When I first started writing the Russell books, I took great care to assert that these were not Sherlock Holmes stories, that they were about Mary Russell, with Holmes a supporting actor. Which they are, clearly.
As I’ve mellowed, I have become more interested in the character of Holmes, curious about how this man with the brilliant mind and cold heart would be changed by his apprentice-turned-partner. I went so far as to write an actual Holmes pastiche, inserting it into the midst of a Martinelli novel (The Art of Detection.) And over the years, I’ve written a number of academic essays on The Gent With the Pipe, including “Watson’s War Wound,” “A Holmes Chronology,” and an introduction to The Hound of the Baskervilles (collected in Laurie R. King’s Sherlock Holmes—not to be mistaken for anyone else’s Holmes.)
Still, it’s always a bit of a thrill to be taken (or, mistaken?) for a Holmes expert. Two such thrills came up recently.
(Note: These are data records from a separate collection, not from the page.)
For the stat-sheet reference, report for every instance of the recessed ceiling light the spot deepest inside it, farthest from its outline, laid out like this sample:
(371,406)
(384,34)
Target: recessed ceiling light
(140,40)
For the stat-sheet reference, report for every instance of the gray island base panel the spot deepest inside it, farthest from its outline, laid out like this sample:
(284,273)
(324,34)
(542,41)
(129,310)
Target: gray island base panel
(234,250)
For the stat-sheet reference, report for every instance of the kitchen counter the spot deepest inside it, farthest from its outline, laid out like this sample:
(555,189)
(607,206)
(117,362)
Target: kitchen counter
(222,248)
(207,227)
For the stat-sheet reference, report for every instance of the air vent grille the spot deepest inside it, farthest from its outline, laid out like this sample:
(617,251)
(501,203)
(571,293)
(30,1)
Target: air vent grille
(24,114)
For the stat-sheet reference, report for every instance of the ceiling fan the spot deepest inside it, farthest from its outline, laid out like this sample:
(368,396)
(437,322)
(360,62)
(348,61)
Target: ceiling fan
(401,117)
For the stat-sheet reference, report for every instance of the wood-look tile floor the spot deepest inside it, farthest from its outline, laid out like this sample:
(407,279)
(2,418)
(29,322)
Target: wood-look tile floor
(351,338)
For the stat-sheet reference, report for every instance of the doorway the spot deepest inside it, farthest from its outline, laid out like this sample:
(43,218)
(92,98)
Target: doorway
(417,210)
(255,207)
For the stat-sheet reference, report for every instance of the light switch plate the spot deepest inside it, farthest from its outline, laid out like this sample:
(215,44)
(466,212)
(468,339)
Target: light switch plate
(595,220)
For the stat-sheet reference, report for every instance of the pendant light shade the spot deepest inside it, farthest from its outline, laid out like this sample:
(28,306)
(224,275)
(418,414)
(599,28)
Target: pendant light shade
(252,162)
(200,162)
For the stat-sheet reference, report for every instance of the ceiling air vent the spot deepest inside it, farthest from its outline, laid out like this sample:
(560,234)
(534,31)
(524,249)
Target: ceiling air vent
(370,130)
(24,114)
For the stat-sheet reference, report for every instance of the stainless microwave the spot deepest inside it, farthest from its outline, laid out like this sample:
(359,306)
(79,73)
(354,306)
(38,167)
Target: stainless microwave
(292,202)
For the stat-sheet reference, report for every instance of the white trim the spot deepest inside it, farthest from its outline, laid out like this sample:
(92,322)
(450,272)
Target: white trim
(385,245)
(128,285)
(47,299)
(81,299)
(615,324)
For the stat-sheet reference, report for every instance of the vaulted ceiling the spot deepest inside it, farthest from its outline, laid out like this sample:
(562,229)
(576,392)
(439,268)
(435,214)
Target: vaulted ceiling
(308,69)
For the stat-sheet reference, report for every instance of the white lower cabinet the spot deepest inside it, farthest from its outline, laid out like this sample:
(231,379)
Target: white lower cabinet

First, I shall speak to the assembled masses, or however many of them manage to crawl from their beds for a Sunday morning panel, at Bay Area Sherlock:
And two, “I” am being taught in the course on Sherlock Holmes at Politics and Prose in DC this fall, when Beekeeper’s Apprentice joins Michael Chabon’s Final Solution and Anthony Horowitz’s House of Silk in what promises to be a fascinating discussion of, Interpretations of Sherlock Holmes II, beginning September 8.
If anyone joins in at either of these, do let me know how it went!